Before becoming an actor, Byrne tried other different lives on for size after he left UCD — cook, archaeologist, plumber (He describes himself as “the worst man who ever entered a bathroom” during this time in particular). There was also, of course, a stint as a Spanish/history teacher at Ardscoil Éanna in Crumlin, his old school.
Byrne’s eyes light up when he talks about his former career, and there’s a sense that acting’s gain was very much teaching’s loss. “You know, I loved the kids I taught, but I was way too young,” he says. “I was 23, and teaching people of 17/18. I was walking around in a [teacher’s] gown. I had kind of an illusion of authority, but I was barely older than them. It was a mixed school, which was unusual for the time, so it was boys and girls. But I often think I’d love to go back now and teach. It’s not about standing in front of a class and saying stuff about the present tense. It’s about as much listening to them and communicating with them as it is telling them what to do. Then again, that’s what education is — learn this off, do the Leaving Cert and get good grades. I still hate the idea of Leaving Certs, Inter Certs, points, and the pressure put on kids and parents. That’s not the purpose of education. The purpose is to imbue the child with a sense of curiosity about the world. I didn’t understand it then, but I understand it now.”
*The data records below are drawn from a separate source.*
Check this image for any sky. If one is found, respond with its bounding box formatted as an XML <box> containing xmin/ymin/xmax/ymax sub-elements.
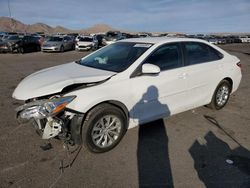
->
<box><xmin>0</xmin><ymin>0</ymin><xmax>250</xmax><ymax>33</ymax></box>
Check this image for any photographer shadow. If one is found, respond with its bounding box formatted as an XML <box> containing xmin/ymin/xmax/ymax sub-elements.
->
<box><xmin>189</xmin><ymin>116</ymin><xmax>250</xmax><ymax>188</ymax></box>
<box><xmin>133</xmin><ymin>86</ymin><xmax>173</xmax><ymax>188</ymax></box>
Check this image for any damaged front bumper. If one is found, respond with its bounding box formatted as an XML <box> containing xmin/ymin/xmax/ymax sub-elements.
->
<box><xmin>16</xmin><ymin>96</ymin><xmax>84</xmax><ymax>144</ymax></box>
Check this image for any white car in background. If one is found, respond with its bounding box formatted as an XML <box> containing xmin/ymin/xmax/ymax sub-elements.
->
<box><xmin>13</xmin><ymin>37</ymin><xmax>242</xmax><ymax>152</ymax></box>
<box><xmin>240</xmin><ymin>36</ymin><xmax>250</xmax><ymax>43</ymax></box>
<box><xmin>75</xmin><ymin>36</ymin><xmax>98</xmax><ymax>51</ymax></box>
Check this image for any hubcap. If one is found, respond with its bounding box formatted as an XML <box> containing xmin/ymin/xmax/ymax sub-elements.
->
<box><xmin>216</xmin><ymin>85</ymin><xmax>229</xmax><ymax>106</ymax></box>
<box><xmin>91</xmin><ymin>115</ymin><xmax>121</xmax><ymax>148</ymax></box>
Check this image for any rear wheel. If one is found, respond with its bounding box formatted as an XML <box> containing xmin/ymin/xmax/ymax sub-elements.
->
<box><xmin>82</xmin><ymin>104</ymin><xmax>127</xmax><ymax>153</ymax></box>
<box><xmin>208</xmin><ymin>80</ymin><xmax>232</xmax><ymax>110</ymax></box>
<box><xmin>60</xmin><ymin>46</ymin><xmax>64</xmax><ymax>52</ymax></box>
<box><xmin>18</xmin><ymin>47</ymin><xmax>24</xmax><ymax>54</ymax></box>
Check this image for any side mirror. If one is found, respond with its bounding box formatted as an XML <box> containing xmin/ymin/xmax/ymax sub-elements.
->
<box><xmin>142</xmin><ymin>63</ymin><xmax>161</xmax><ymax>74</ymax></box>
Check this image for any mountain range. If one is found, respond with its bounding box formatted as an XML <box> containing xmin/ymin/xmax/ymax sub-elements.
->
<box><xmin>0</xmin><ymin>17</ymin><xmax>117</xmax><ymax>34</ymax></box>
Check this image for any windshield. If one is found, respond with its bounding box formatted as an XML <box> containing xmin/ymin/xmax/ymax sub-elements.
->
<box><xmin>79</xmin><ymin>42</ymin><xmax>152</xmax><ymax>72</ymax></box>
<box><xmin>47</xmin><ymin>37</ymin><xmax>63</xmax><ymax>42</ymax></box>
<box><xmin>79</xmin><ymin>37</ymin><xmax>93</xmax><ymax>42</ymax></box>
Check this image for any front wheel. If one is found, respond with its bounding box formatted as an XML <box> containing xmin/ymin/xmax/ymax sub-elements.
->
<box><xmin>82</xmin><ymin>104</ymin><xmax>127</xmax><ymax>153</ymax></box>
<box><xmin>60</xmin><ymin>46</ymin><xmax>64</xmax><ymax>52</ymax></box>
<box><xmin>208</xmin><ymin>80</ymin><xmax>232</xmax><ymax>110</ymax></box>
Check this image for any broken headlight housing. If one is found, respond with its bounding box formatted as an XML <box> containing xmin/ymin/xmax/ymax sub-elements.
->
<box><xmin>16</xmin><ymin>96</ymin><xmax>76</xmax><ymax>120</ymax></box>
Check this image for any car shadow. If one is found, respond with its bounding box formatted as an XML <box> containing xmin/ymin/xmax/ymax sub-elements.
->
<box><xmin>131</xmin><ymin>86</ymin><xmax>173</xmax><ymax>188</ymax></box>
<box><xmin>189</xmin><ymin>116</ymin><xmax>250</xmax><ymax>188</ymax></box>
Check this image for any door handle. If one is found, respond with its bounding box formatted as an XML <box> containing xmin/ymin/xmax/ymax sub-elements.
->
<box><xmin>178</xmin><ymin>73</ymin><xmax>188</xmax><ymax>79</ymax></box>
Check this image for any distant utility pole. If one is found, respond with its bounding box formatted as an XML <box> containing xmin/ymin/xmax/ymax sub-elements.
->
<box><xmin>7</xmin><ymin>0</ymin><xmax>14</xmax><ymax>32</ymax></box>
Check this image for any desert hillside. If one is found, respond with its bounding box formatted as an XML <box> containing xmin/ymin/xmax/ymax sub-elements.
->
<box><xmin>0</xmin><ymin>17</ymin><xmax>115</xmax><ymax>34</ymax></box>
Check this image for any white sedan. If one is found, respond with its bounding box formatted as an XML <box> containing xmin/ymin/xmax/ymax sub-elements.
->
<box><xmin>13</xmin><ymin>37</ymin><xmax>242</xmax><ymax>152</ymax></box>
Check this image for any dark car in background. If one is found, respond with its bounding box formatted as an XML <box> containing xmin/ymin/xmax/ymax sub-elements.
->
<box><xmin>0</xmin><ymin>35</ymin><xmax>20</xmax><ymax>52</ymax></box>
<box><xmin>9</xmin><ymin>36</ymin><xmax>41</xmax><ymax>53</ymax></box>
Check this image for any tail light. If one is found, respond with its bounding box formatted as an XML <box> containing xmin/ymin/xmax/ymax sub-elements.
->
<box><xmin>236</xmin><ymin>62</ymin><xmax>242</xmax><ymax>68</ymax></box>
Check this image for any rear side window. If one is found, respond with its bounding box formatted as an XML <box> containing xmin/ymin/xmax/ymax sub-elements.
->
<box><xmin>184</xmin><ymin>42</ymin><xmax>223</xmax><ymax>65</ymax></box>
<box><xmin>146</xmin><ymin>43</ymin><xmax>182</xmax><ymax>71</ymax></box>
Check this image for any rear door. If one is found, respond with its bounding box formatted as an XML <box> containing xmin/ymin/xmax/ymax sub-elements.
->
<box><xmin>131</xmin><ymin>43</ymin><xmax>187</xmax><ymax>123</ymax></box>
<box><xmin>182</xmin><ymin>42</ymin><xmax>223</xmax><ymax>109</ymax></box>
At one memorable point, Byrne took a class of 17-year-olds to Benidorm on a school tour. “It was the cheapest place you could get to at the time. They were learning Spanish and I wanted them to see what Spain was like and speak the language,” he recalls. “Course, it was me every night in the foyer of the hotel, trying to count them and send them to their rooms, and they’d be out the windows and on their way to discos, meeting young Spanish guys and girls.”
Every so often, he bumps into his old pupils whenever he’s in Ireland, many of whom must now be in their 60s (Byrne is 71). “They always say ‘Mr Byrne’ or ‘Sir’, and I always think, this has to be somebody I taught,” he smiles. “I have a tremendous affection for those people. And you know, I did my best.”
With his own curiosity around acting already germinating at the time, Byrne started an after-school drama class in Ardscoil Éanna. “That was when I really saw who these kids were,” he says.
One of these pupils was a “young, very shy girl”. “She asked if she could do something backstage. One day, as she was literally sweeping the stage, I said, ‘I think you’re really going to make something of your life.’ She told me this later on, a few years ago. She called me up and told me she was recording her new album and would I do a poem and she’d set it to music.” Incidentally, that pupil was Christine Tobin, a former BBC Jazz Vocalist of the Year. “She made me realise that, on a young person, no compliment is ever wasted.”
In Byrne’s own school years, in the very same school, he endured much of the opposite. One Christian Brother that taught him had 14 different words for stupid reserved for his pupils: “Gobdaw, eejit, clown, dumbbell, etc.” Byrne would write the homework essays for the other kids in his class, under different names. “I’d then hear some other bloke get a higher mark than the one I wrote myself,” he smiles.
“[It amounts to] the destruction of your identity,” Byrne says of being on the receiving end of that type of teaching experience. “When you’re trying to build your identity as a young boy or girl, you don’t know where to step. If there’s someone in your life telling you you’re stupid, you’ll never be good for anything… One time, I was told, ‘The only thing you’ll ever be good for is the pick and shovel.’ It takes a long time to fight back from that.”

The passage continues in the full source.